Think "international trade for Utah companies," and it's likely that Peru isn't the first country that comes to mind.
But Peruvian Consul General Guido Loayza on Friday stressed that the economic bonds between Utah and Peru could grow even stronger, especially as a free-trade agreement between the United States and Peru is implemented.
"We are sure that with the signing of the free-trade agreement between the two countries, it will be very important for both sides to increase their trade for a mutual benefit, because we need foreign investment, we need our products in America, and we're sure that American citizens will be also very happy to have Peruvian products," Loayza told a group of about 18 people Friday at the Salt Lake Chamber offices.

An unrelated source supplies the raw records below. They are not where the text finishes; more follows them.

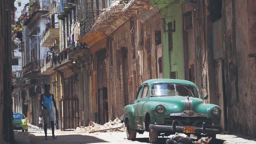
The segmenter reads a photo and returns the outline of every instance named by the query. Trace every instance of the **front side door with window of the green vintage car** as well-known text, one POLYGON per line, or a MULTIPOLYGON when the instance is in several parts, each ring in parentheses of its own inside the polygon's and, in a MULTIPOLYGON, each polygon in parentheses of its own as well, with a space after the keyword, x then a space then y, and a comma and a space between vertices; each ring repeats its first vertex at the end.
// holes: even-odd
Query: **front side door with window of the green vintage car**
POLYGON ((145 104, 145 102, 147 102, 148 100, 148 88, 149 86, 147 84, 144 84, 140 91, 139 91, 139 95, 140 97, 137 98, 137 102, 135 104, 135 109, 134 109, 134 113, 135 113, 135 125, 138 129, 143 130, 143 120, 142 120, 142 110, 143 110, 143 106, 145 104))

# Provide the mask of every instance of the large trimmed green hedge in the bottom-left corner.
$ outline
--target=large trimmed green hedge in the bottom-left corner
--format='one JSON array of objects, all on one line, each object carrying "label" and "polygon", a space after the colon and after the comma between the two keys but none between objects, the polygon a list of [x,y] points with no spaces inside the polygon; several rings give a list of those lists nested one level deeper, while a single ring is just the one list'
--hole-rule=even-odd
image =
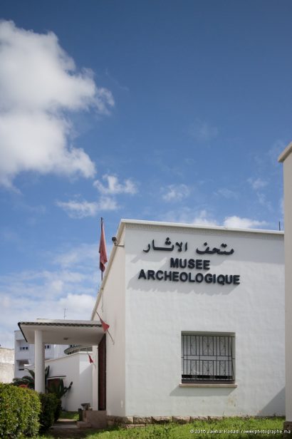
[{"label": "large trimmed green hedge in the bottom-left corner", "polygon": [[36,437],[41,403],[38,393],[0,383],[0,438]]}]

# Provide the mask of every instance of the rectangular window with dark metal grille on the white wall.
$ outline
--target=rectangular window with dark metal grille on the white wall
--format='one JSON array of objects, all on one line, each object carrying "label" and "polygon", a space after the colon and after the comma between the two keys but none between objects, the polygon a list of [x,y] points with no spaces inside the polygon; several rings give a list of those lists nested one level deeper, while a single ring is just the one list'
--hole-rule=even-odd
[{"label": "rectangular window with dark metal grille on the white wall", "polygon": [[182,383],[234,383],[234,339],[225,334],[182,334]]}]

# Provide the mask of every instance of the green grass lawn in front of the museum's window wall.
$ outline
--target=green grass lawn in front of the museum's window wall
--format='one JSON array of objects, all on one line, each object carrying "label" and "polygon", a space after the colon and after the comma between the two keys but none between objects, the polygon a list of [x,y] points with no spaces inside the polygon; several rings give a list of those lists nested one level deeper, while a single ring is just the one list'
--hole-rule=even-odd
[{"label": "green grass lawn in front of the museum's window wall", "polygon": [[[86,439],[210,439],[210,438],[289,438],[283,435],[283,418],[225,418],[189,424],[149,425],[146,428],[108,428],[85,433]],[[41,438],[53,438],[51,435]]]}]

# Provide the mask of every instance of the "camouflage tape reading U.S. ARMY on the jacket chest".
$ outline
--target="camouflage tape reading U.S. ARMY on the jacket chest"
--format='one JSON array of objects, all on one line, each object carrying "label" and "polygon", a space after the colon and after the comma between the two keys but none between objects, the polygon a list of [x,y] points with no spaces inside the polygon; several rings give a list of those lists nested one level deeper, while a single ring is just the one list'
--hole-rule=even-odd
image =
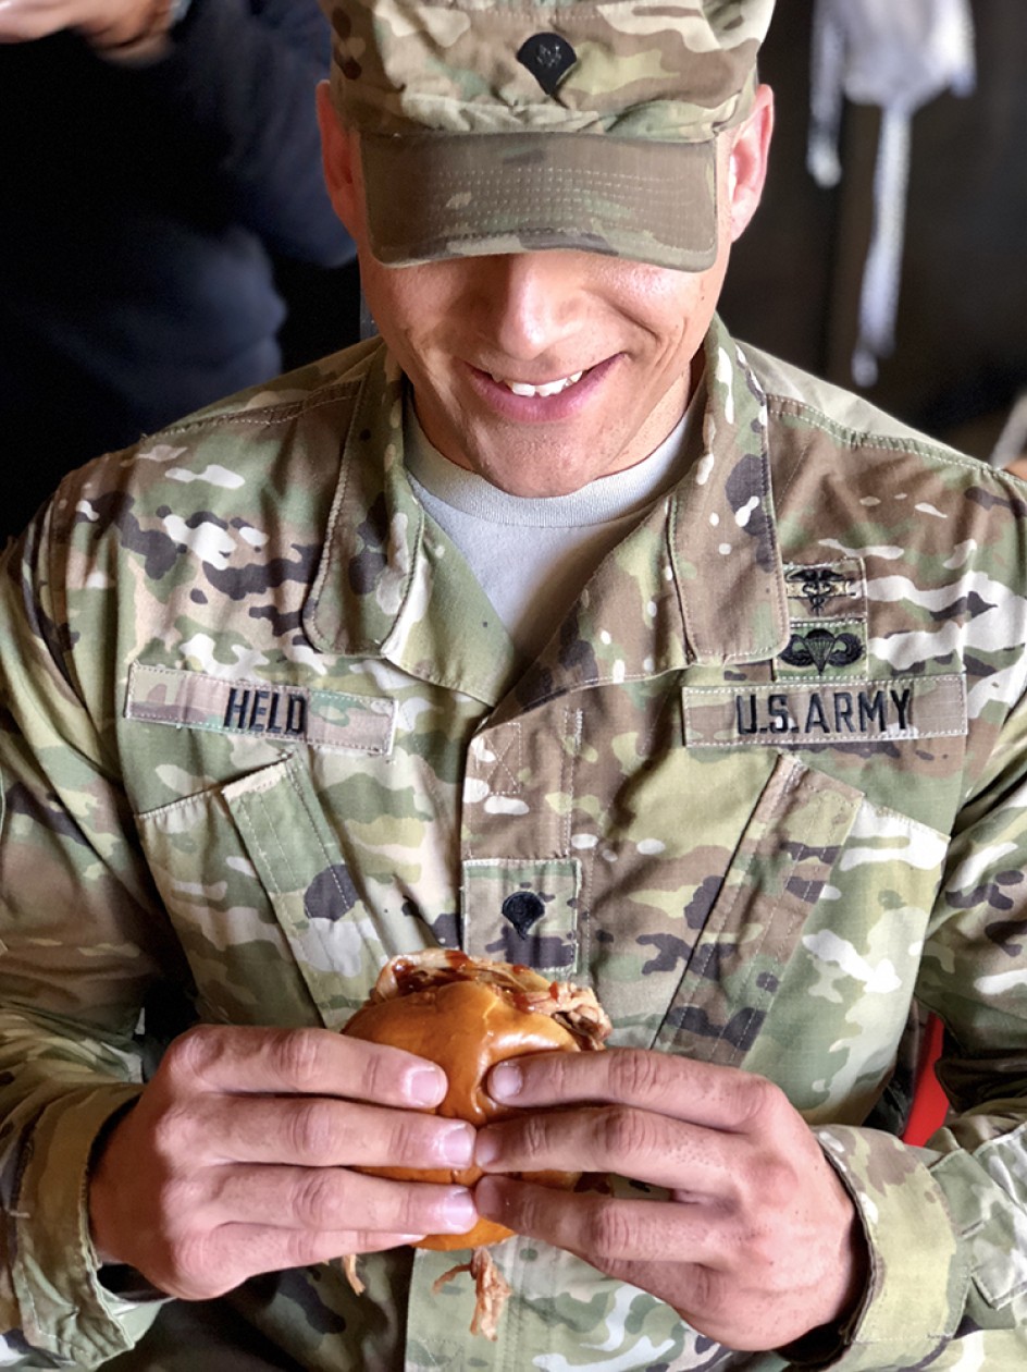
[{"label": "camouflage tape reading U.S. ARMY on the jacket chest", "polygon": [[963,676],[686,686],[687,748],[772,748],[942,738],[967,733]]}]

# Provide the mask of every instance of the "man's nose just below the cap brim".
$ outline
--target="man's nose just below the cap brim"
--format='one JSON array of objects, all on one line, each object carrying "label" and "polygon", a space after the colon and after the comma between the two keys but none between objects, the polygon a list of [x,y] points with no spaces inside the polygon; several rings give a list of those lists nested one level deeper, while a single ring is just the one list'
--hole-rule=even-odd
[{"label": "man's nose just below the cap brim", "polygon": [[488,259],[481,322],[507,357],[525,361],[542,357],[580,328],[581,295],[566,257],[548,251]]}]

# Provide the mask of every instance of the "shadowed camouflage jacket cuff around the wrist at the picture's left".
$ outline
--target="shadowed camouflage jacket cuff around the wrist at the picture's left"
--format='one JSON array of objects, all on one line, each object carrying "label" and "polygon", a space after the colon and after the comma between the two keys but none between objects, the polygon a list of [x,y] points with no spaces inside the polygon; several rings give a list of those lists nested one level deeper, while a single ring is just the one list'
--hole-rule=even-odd
[{"label": "shadowed camouflage jacket cuff around the wrist at the picture's left", "polygon": [[99,1277],[86,1177],[93,1143],[140,1087],[108,1085],[48,1106],[33,1132],[18,1188],[12,1280],[22,1334],[75,1367],[130,1349],[163,1299],[128,1301]]}]

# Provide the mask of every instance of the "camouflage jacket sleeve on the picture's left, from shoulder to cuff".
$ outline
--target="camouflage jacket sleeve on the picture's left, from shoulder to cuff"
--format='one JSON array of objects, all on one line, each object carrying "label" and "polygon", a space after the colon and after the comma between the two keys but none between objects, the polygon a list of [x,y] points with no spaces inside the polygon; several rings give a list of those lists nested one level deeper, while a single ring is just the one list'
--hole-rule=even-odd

U.S. Department of Commerce stats from 2005 show Utah exported $7.5 million in goods to Peru that year. But Loayza said the country's growing GDP expected to balloon from 6 percent to 8 percent annually for the next dozen years and other factors make it a prime location for international trade.
Among the Peruvian markets Loayza promoted for Utah investments are mining, energy, agriculture, fishing and "aquaculture," textiles, forestry, tourism, call centers, transportation infrastructure and telecommunications.
"Utah can be a perfect partner for Peru because of a lot of things Peru lacks technology, machinery products like that. If Utah can provide those to Peru, Peru has actually the money right now to purchase those things," said David Utrilla, the president of South Ogden-based U.S. Translation Co. and the facilitator of Loayza's visit.
Loayza suggested that Utah companies need to "take a first step any first step" to enter the Peruvian market and to "find a niche where to go."Lew Cramer, chief executive officer of the World Trade Center Utah, said Utah and Peru have a long-standing relationship, "but the economic powerhouse of Peru is coming; it's a link and a bridge we want to make even stronger."